Table 2: Rock Observations

Rock Type Observations
Dropper 1 Dropper 2
Basalt
Granite
Limestone

Analysis

  1. Which dropper bottle contained an acid? Explain how you know.
  2. What do you think was in the other bottle? Justify your answer.
  3. Which rock(s) reacted with the acid? Did the reaction indicate that a physical or chemical change occurred?
  4. Given what you have learned about how sinkholes form, which rock(s) likely caused the sinkholes in Rockville? Or in other words, which rock(s) do you think is underneath the city of Rockville? Be sure to explain your answer using evidence from your experiment.
  5. The city council of Rockville has found three possible locations for the new city. The first location would have granite underneath the city, the second location would have limestone underneath the city, and the third location would have basalt underneath the city. Which location(s) would be the safest for the city to move to? Explain your reasoning.
  6. Dolostone, which is another type of rock, is known to produce a small amount of fizz (gas) when it interacts with an acidic substance. The Rockledge Company is thinking of making an outdoor statue out of dolostone and has asked for your advice.
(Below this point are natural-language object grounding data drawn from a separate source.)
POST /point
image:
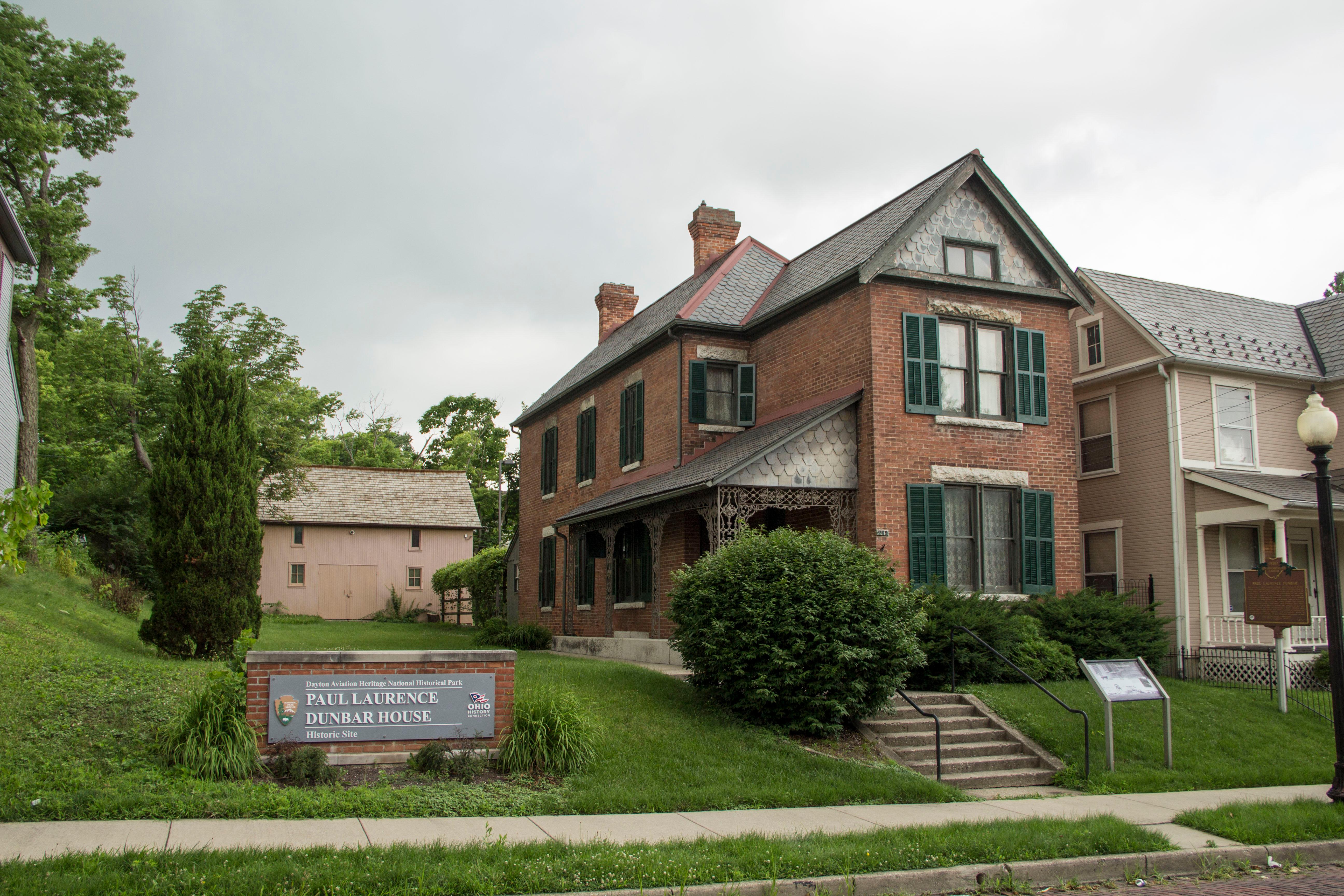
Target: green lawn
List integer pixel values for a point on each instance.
(1222, 738)
(1264, 823)
(81, 702)
(554, 867)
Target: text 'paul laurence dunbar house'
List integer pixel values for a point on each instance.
(906, 382)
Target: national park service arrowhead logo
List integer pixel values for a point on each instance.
(287, 709)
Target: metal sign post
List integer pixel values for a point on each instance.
(1125, 682)
(1276, 597)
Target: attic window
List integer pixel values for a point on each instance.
(971, 260)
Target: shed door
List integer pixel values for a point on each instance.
(363, 593)
(334, 592)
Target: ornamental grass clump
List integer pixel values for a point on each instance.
(802, 631)
(553, 734)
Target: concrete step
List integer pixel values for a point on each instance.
(956, 737)
(970, 765)
(919, 723)
(978, 780)
(954, 751)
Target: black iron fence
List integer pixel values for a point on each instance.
(1255, 671)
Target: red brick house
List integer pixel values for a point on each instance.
(906, 381)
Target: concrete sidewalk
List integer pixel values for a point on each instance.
(34, 840)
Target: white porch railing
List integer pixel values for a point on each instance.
(1234, 631)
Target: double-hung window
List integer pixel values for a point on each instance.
(1242, 551)
(979, 538)
(1096, 444)
(722, 394)
(550, 460)
(1234, 416)
(632, 424)
(546, 574)
(585, 451)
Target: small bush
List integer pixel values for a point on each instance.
(1101, 625)
(397, 609)
(437, 758)
(303, 765)
(804, 631)
(117, 593)
(498, 633)
(1014, 635)
(212, 737)
(552, 734)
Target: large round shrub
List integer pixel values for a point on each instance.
(796, 629)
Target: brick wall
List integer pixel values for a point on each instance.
(380, 664)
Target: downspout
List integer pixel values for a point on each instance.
(681, 363)
(1178, 494)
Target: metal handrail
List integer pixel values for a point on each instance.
(1087, 723)
(937, 730)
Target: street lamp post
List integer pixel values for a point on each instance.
(1318, 426)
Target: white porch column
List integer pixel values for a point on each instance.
(1203, 585)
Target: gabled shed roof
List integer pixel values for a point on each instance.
(380, 496)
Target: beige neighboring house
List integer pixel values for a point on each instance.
(337, 547)
(1189, 460)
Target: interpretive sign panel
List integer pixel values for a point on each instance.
(1276, 596)
(326, 709)
(1120, 680)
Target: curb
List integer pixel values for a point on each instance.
(965, 879)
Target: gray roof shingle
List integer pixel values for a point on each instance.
(714, 464)
(369, 496)
(1203, 326)
(1295, 491)
(1324, 321)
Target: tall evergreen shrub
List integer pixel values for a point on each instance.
(206, 538)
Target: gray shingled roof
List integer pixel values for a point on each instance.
(626, 338)
(1324, 321)
(1295, 491)
(1203, 326)
(740, 289)
(714, 465)
(853, 246)
(367, 496)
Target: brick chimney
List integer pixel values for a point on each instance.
(713, 232)
(615, 305)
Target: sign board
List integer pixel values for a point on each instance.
(1127, 682)
(1122, 680)
(342, 707)
(1276, 596)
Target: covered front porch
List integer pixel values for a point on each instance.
(1241, 520)
(619, 551)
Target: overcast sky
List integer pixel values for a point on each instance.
(429, 194)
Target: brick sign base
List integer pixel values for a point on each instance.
(264, 664)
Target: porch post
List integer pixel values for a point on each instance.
(1203, 586)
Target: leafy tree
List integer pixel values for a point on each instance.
(206, 543)
(287, 414)
(463, 436)
(57, 97)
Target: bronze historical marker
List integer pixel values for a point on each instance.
(1276, 597)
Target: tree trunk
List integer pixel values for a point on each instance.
(27, 327)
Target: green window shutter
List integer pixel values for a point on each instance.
(746, 394)
(928, 536)
(626, 426)
(698, 401)
(1038, 542)
(921, 348)
(638, 424)
(1030, 375)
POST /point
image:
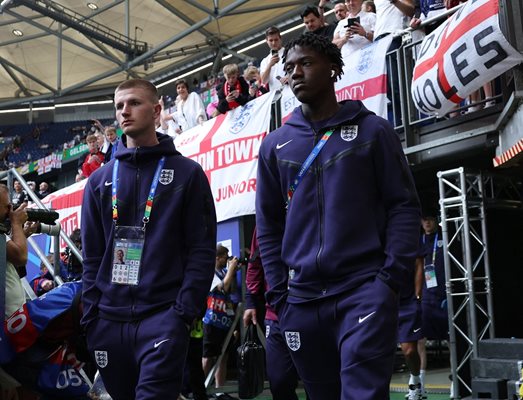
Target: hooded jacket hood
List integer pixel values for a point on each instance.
(165, 147)
(351, 110)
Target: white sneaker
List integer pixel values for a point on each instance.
(415, 392)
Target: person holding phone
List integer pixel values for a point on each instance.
(355, 31)
(234, 91)
(271, 67)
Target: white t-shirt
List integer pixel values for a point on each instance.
(367, 21)
(14, 291)
(276, 70)
(188, 111)
(389, 19)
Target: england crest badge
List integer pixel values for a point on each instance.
(293, 340)
(166, 176)
(101, 358)
(349, 132)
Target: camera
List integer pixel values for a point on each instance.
(51, 230)
(43, 216)
(47, 220)
(351, 21)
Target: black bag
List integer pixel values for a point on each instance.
(251, 365)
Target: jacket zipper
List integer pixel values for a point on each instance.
(319, 186)
(136, 197)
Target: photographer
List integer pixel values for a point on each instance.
(70, 267)
(18, 195)
(16, 250)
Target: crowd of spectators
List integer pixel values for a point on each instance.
(355, 24)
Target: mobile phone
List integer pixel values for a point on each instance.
(351, 21)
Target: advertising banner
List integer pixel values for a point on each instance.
(465, 52)
(227, 149)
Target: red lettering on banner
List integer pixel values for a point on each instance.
(69, 224)
(231, 153)
(206, 143)
(363, 90)
(234, 189)
(475, 18)
(187, 140)
(20, 330)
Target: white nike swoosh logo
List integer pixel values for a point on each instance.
(157, 344)
(361, 319)
(279, 146)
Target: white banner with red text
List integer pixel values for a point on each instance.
(68, 203)
(364, 78)
(467, 51)
(227, 149)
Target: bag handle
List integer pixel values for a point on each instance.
(254, 333)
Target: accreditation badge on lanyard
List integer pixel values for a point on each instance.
(128, 241)
(127, 254)
(430, 269)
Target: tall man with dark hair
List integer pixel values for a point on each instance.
(157, 206)
(337, 217)
(315, 23)
(271, 67)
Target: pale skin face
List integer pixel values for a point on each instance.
(92, 146)
(136, 112)
(182, 91)
(274, 42)
(232, 79)
(110, 135)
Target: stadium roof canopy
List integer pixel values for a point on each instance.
(69, 50)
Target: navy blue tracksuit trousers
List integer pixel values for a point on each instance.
(343, 346)
(281, 372)
(141, 359)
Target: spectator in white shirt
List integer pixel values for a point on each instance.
(351, 35)
(271, 67)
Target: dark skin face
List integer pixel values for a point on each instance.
(310, 79)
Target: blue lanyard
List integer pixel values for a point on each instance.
(306, 165)
(434, 247)
(150, 197)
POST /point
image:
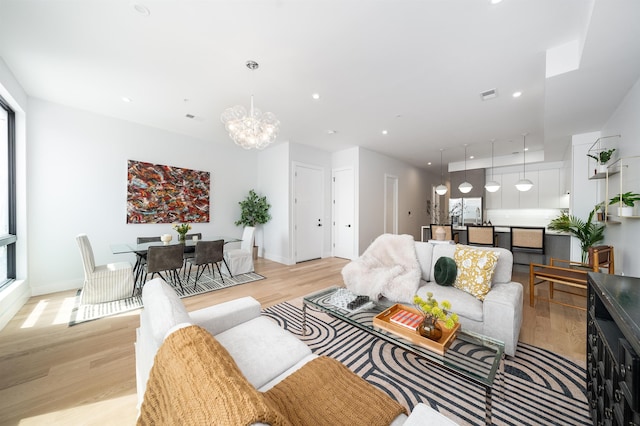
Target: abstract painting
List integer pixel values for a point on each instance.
(166, 194)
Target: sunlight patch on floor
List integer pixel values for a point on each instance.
(33, 317)
(117, 411)
(63, 314)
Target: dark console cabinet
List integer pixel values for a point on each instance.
(613, 345)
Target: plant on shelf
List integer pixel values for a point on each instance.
(254, 210)
(589, 233)
(627, 199)
(603, 156)
(626, 202)
(434, 312)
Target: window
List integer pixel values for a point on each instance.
(7, 195)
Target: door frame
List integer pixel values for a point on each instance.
(294, 218)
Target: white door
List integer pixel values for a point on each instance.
(390, 204)
(308, 210)
(344, 214)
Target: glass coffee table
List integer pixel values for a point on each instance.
(474, 357)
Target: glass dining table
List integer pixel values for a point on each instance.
(140, 249)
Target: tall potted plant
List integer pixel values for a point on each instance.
(589, 233)
(254, 210)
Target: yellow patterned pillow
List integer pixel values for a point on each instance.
(475, 270)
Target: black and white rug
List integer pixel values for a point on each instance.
(206, 283)
(541, 388)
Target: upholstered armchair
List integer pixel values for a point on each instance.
(240, 261)
(103, 283)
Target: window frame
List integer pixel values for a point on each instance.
(9, 240)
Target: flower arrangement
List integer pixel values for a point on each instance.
(435, 311)
(182, 229)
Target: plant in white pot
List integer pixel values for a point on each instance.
(602, 158)
(254, 210)
(626, 203)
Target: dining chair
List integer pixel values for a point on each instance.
(240, 261)
(449, 235)
(529, 240)
(103, 283)
(207, 253)
(478, 235)
(165, 259)
(570, 273)
(141, 259)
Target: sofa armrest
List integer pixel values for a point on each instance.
(218, 318)
(502, 313)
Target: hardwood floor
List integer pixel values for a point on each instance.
(54, 374)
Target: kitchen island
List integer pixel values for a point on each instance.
(557, 244)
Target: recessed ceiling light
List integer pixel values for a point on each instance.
(141, 9)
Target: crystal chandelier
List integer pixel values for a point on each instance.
(252, 130)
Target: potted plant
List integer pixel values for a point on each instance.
(626, 203)
(589, 233)
(433, 313)
(254, 210)
(602, 158)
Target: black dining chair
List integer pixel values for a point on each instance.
(207, 253)
(165, 259)
(141, 260)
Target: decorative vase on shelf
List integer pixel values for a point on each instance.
(430, 329)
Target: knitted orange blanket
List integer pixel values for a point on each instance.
(194, 380)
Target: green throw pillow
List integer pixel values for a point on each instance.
(445, 271)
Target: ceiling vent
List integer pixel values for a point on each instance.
(489, 94)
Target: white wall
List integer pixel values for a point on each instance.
(625, 236)
(414, 188)
(77, 174)
(273, 176)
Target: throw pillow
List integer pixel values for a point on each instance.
(445, 271)
(475, 270)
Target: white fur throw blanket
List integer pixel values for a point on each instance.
(389, 267)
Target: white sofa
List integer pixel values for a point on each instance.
(263, 351)
(500, 314)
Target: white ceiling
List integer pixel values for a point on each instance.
(414, 68)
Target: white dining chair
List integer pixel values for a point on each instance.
(103, 283)
(240, 261)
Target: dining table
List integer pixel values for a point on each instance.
(140, 249)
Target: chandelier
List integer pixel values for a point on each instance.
(252, 130)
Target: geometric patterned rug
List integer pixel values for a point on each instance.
(206, 283)
(541, 387)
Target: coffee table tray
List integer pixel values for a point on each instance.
(382, 320)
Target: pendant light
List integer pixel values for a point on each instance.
(524, 184)
(441, 189)
(465, 186)
(492, 185)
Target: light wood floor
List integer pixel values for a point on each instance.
(54, 374)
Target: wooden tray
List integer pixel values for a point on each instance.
(440, 346)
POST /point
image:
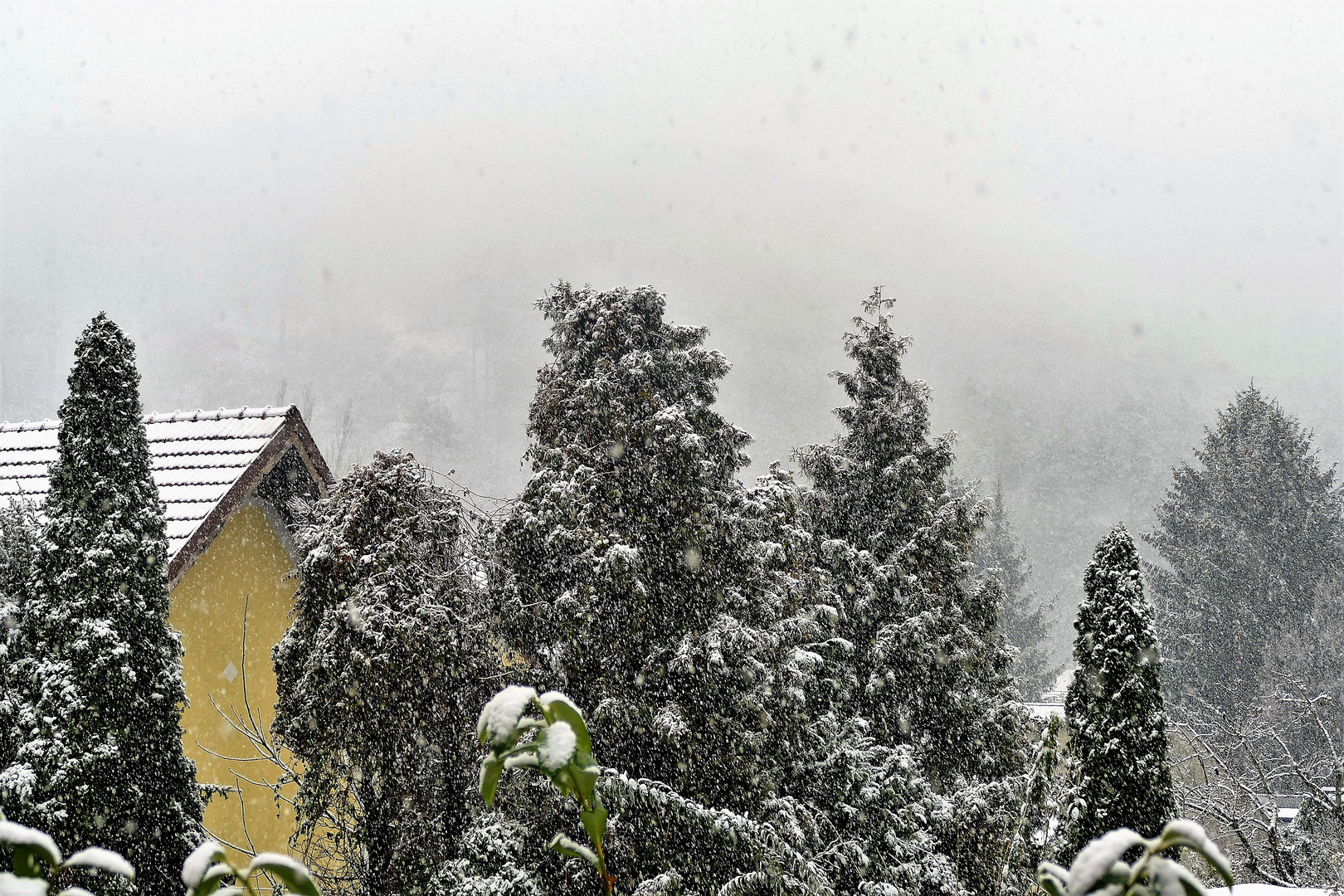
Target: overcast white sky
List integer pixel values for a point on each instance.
(1079, 204)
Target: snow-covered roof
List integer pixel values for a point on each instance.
(205, 464)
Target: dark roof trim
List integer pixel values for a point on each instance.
(293, 431)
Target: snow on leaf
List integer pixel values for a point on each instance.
(555, 746)
(500, 715)
(11, 885)
(102, 860)
(1097, 857)
(199, 863)
(15, 835)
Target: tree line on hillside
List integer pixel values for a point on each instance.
(793, 685)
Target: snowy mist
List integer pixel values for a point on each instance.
(1099, 222)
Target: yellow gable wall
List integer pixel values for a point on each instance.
(245, 566)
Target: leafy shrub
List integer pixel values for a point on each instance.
(1099, 868)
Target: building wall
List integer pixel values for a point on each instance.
(244, 567)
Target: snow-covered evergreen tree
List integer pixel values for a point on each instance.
(1023, 614)
(381, 676)
(101, 759)
(17, 550)
(1248, 536)
(1118, 724)
(626, 543)
(929, 666)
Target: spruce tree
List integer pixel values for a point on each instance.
(626, 539)
(1118, 724)
(17, 548)
(930, 665)
(648, 585)
(379, 676)
(929, 668)
(101, 759)
(1248, 536)
(1023, 616)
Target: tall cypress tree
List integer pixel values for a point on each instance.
(379, 676)
(930, 665)
(640, 579)
(626, 539)
(929, 668)
(17, 548)
(1118, 724)
(101, 759)
(1249, 536)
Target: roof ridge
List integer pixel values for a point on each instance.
(167, 416)
(28, 426)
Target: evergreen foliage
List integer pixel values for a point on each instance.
(929, 668)
(1114, 704)
(100, 759)
(626, 548)
(17, 551)
(381, 674)
(1249, 536)
(1023, 616)
(930, 665)
(650, 586)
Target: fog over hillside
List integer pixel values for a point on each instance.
(1099, 222)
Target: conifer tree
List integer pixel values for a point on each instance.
(650, 586)
(1118, 724)
(1249, 536)
(101, 759)
(381, 676)
(17, 548)
(929, 668)
(626, 540)
(1023, 616)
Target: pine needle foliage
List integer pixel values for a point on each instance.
(1248, 535)
(929, 668)
(101, 757)
(1118, 723)
(626, 547)
(379, 677)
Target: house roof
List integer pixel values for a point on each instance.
(206, 464)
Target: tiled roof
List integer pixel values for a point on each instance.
(197, 458)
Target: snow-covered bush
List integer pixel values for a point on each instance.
(38, 868)
(1114, 709)
(1099, 868)
(38, 865)
(554, 742)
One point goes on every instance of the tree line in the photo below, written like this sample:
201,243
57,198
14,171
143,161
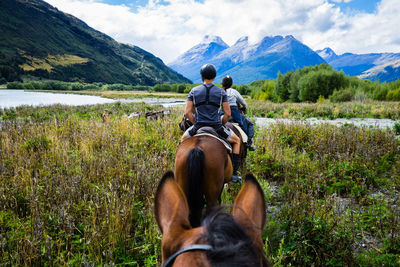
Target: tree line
308,84
312,83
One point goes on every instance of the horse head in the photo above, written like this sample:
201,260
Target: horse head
223,239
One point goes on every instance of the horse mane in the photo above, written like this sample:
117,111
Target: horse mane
231,246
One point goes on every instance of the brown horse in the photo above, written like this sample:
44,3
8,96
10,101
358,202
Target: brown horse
202,166
222,240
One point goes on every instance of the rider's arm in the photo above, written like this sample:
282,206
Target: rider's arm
227,112
239,98
189,111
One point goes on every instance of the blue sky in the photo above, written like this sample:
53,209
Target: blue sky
352,6
368,6
168,28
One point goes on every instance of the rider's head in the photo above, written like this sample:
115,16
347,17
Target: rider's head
227,82
208,72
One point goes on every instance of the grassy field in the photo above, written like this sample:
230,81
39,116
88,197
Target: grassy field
122,94
77,191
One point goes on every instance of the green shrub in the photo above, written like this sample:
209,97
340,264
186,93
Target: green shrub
343,95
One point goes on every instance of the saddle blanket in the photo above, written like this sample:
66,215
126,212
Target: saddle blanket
242,133
209,131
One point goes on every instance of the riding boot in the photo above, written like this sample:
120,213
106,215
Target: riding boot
250,145
236,164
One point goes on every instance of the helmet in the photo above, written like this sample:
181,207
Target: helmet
227,82
208,71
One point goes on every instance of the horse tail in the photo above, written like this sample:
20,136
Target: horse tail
196,174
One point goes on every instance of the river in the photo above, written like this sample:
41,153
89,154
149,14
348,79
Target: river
14,98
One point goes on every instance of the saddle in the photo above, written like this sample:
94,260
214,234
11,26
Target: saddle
209,131
245,138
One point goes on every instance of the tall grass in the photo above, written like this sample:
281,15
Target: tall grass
77,191
371,109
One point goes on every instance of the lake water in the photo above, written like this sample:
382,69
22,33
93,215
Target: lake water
14,98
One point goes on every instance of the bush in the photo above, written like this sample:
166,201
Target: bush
393,95
343,95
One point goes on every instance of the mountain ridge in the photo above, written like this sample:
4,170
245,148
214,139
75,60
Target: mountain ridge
247,62
40,41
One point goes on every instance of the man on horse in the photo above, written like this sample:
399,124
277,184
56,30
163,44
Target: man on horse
202,106
235,100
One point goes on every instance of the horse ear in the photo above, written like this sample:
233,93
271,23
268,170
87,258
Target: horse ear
249,208
171,208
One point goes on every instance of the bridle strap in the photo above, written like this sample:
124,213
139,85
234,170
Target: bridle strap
171,259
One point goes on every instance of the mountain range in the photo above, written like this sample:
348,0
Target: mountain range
247,62
244,61
39,40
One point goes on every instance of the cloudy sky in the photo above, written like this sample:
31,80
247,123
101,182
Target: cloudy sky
168,28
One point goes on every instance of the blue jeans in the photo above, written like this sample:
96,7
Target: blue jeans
244,123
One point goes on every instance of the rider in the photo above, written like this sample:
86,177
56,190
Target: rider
202,108
236,99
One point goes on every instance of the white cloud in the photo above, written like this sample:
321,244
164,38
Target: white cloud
169,30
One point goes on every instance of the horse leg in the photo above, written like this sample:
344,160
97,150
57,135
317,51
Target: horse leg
215,185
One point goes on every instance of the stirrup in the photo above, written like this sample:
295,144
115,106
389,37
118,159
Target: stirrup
236,178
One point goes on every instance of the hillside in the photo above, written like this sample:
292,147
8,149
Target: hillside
247,62
39,40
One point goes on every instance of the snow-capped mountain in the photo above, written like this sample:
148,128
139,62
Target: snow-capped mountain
188,63
246,62
327,53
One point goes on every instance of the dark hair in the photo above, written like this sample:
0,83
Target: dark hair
227,82
231,246
208,71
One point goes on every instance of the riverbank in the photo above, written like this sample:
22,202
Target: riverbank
121,94
331,192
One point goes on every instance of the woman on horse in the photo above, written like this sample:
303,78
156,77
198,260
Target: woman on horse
202,106
236,99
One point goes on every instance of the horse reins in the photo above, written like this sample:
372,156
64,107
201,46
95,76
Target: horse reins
171,259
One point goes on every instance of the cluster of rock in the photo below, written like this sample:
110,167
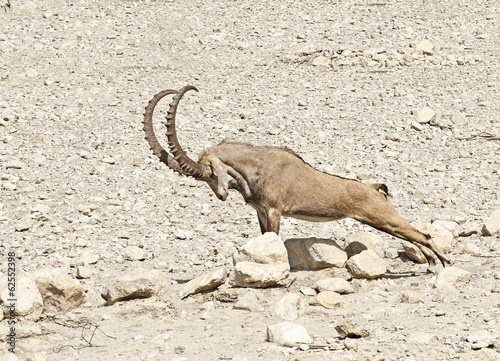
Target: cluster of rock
262,262
50,292
422,53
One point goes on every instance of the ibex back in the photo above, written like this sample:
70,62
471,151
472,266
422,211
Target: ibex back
277,182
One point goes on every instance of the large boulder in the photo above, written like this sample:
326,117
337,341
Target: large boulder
29,302
290,307
492,224
60,293
313,253
262,262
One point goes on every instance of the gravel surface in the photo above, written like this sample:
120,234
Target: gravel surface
342,83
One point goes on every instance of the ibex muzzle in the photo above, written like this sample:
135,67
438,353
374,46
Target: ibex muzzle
277,182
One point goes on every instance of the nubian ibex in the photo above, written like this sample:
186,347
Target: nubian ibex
277,182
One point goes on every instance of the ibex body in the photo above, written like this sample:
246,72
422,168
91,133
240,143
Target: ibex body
276,182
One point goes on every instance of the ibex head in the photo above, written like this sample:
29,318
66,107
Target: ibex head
208,168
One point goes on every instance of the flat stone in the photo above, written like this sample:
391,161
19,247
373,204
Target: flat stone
134,253
425,115
420,337
329,299
412,297
351,329
249,302
362,241
452,277
334,284
288,334
367,264
251,274
205,282
136,283
314,253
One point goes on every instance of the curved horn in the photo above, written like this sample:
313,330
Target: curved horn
157,149
189,166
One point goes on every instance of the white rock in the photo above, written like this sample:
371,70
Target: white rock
290,307
29,300
349,328
8,356
322,61
89,257
313,253
485,354
288,334
366,264
60,293
328,299
264,249
425,46
452,277
38,356
414,253
136,283
361,241
251,274
14,164
262,262
412,297
134,253
83,272
420,337
308,291
481,339
334,284
204,283
249,302
416,125
425,115
492,224
469,228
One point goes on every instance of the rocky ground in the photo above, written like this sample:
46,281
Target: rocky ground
405,93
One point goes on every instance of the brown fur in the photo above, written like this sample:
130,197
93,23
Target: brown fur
277,182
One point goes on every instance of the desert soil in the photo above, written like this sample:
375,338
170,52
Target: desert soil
339,82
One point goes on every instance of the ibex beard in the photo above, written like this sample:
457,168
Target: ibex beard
277,182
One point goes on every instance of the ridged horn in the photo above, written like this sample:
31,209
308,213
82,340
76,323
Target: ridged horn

Since you are an expert scientist, you know that the pH of rainwater is 5.5. Do you think this statue is a good idea? Why or why not?
  7. Based on the results of your testing and what you now know about dolostone, could there be a connection between dolostone and any of the rocks in this activity? If so, what do you think it is? (Things to consider: Do the rocks have anything in common? What may cause them to share physical or chemical properties?)
  8. Challenge: The chemical reaction that causes sinkhole formation is: H2O(l) + CO2(g) + CaCO3(s) → Ca2+(aq) + 2HCO3-(aq). A calcium ion and a bicarbonate ion are products of the reaction. What role do you think the carbon dioxide gas (CO2) plays in this reaction?

Conclusion

In your own words, explain how sinkholes form. Be sure to include why they form, how to tell if an area may be affected by sinkholes, and the role that acidic substances play.